Sure Start projesinin (BK'de yardıma muhtaç çocukları erken yaşta tespit etmeye yönelik 1998'de başlatılan proje -ed.n.) çöküşü, çocuklara güvenli bir gelecek için açılan fondan vazgeçilmesi ve Kuzey İrlanda'daki istikrarsızlık, savunucuları olmayan ilerici başarıların ne kadar hızlı bir şekilde kenara atılabileceğini gösteriyor.
Hâlâ birçok kişi Yeni İşçi Partisi dönemine takıntılı olduğu için parti Friends'in siyasi muadili olma riskiyle karşı karşıya: Yeni nesiller neyin doğru neyin yanlış olduğunu acımasızca eleştirirken onlar yeni fikirler üretemeyerek sürekli olarak kendilerini tekrar ediyorlar. Bu yıpranmış tişörtleri ihtimaller dahilinde olanın hatırlatıcısı ve hiçbir zaman cevapları bildiğimizi ya da hatta sorunu anladığımızı varsaymamamız gerektiğinin uyarıcısı olarak saklıyorum.

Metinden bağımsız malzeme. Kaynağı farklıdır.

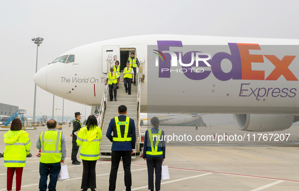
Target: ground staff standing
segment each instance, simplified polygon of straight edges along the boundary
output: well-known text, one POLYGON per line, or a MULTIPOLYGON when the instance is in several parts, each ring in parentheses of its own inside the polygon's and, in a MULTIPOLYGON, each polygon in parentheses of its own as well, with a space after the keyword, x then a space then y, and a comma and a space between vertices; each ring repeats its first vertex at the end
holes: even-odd
POLYGON ((125 88, 125 93, 129 90, 129 95, 131 95, 131 86, 132 81, 135 82, 134 79, 134 71, 132 68, 130 67, 130 63, 126 63, 126 67, 123 68, 123 73, 122 74, 122 82, 125 88))
POLYGON ((79 131, 76 141, 78 145, 81 145, 80 159, 83 163, 81 189, 81 191, 86 191, 88 188, 95 191, 96 164, 100 155, 102 130, 98 127, 98 121, 95 116, 89 116, 86 124, 79 131))
MULTIPOLYGON (((117 72, 117 75, 118 75, 118 82, 119 82, 119 77, 120 77, 120 66, 119 66, 119 61, 118 60, 115 61, 115 65, 113 66, 113 70, 117 72)), ((118 86, 117 86, 117 89, 118 89, 118 86)))
POLYGON ((115 71, 113 71, 113 68, 110 67, 110 72, 107 74, 106 83, 105 83, 105 85, 106 86, 107 85, 107 82, 109 80, 109 95, 110 101, 112 101, 113 100, 112 90, 114 92, 114 101, 117 101, 116 99, 116 94, 117 92, 117 88, 118 87, 118 83, 119 82, 118 78, 117 72, 115 71))
POLYGON ((72 140, 72 165, 79 165, 81 163, 81 162, 78 161, 77 159, 77 154, 78 154, 78 150, 79 150, 79 146, 77 145, 77 142, 76 142, 76 140, 77 140, 77 136, 75 134, 75 132, 78 131, 81 128, 82 128, 82 124, 81 124, 81 123, 80 122, 81 114, 82 113, 80 113, 80 112, 76 112, 75 113, 75 118, 76 118, 76 120, 74 121, 73 132, 71 135, 73 137, 72 140))
POLYGON ((26 156, 30 153, 31 142, 28 134, 22 130, 22 122, 19 119, 12 122, 10 131, 4 134, 5 150, 4 166, 7 167, 7 190, 11 190, 14 174, 16 171, 16 190, 21 190, 23 167, 26 156))
POLYGON ((41 132, 36 142, 36 148, 41 149, 39 163, 39 191, 47 190, 47 180, 50 174, 49 191, 56 190, 57 175, 61 169, 60 162, 64 163, 66 156, 65 140, 62 132, 56 130, 56 121, 47 123, 49 130, 41 132))
MULTIPOLYGON (((131 56, 130 57, 129 57, 126 62, 129 62, 130 63, 130 67, 133 68, 134 73, 136 74, 136 67, 139 67, 139 61, 138 61, 138 59, 137 58, 137 57, 135 56, 135 53, 131 53, 131 56)), ((134 79, 133 84, 134 85, 136 85, 136 75, 133 77, 133 79, 134 79)))
POLYGON ((162 139, 161 137, 164 137, 164 134, 163 130, 158 129, 159 123, 158 118, 152 118, 151 124, 152 128, 146 130, 144 136, 143 158, 146 159, 148 189, 151 190, 154 190, 154 168, 156 175, 156 190, 160 189, 162 163, 165 159, 165 140, 159 141, 162 139))
POLYGON ((126 116, 125 105, 118 107, 119 116, 111 119, 106 136, 112 142, 111 147, 111 170, 109 177, 109 191, 115 190, 117 170, 120 158, 124 171, 124 185, 126 191, 131 190, 131 156, 135 149, 136 132, 134 120, 126 116), (111 135, 112 132, 113 135, 111 135))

İşçi Partisi, aynı politikaları veya mücadeleleri tekrarlayıp da farklı sonuçlar beklemeye devam edemez. Her nesil, gerçek radikal değişimin güvence altına alınması için sürekli yeniden tahayyülün, gayretin ve hem iktidardayken hem de değilken bağlılığın gerektiğiyle ilgili bu acı gerçeği kabul etmek zorunda, ki bu eski zaferler üzerine kafa patlatmaktan çok daha zor bir iş. 25 yılın ardından tişörtlerim solmuş olabilir ancak yenilenme, düzeltme ve radikalizm sürecinin parçası olmadaki kararlılığım her zamanki kadar güçlü.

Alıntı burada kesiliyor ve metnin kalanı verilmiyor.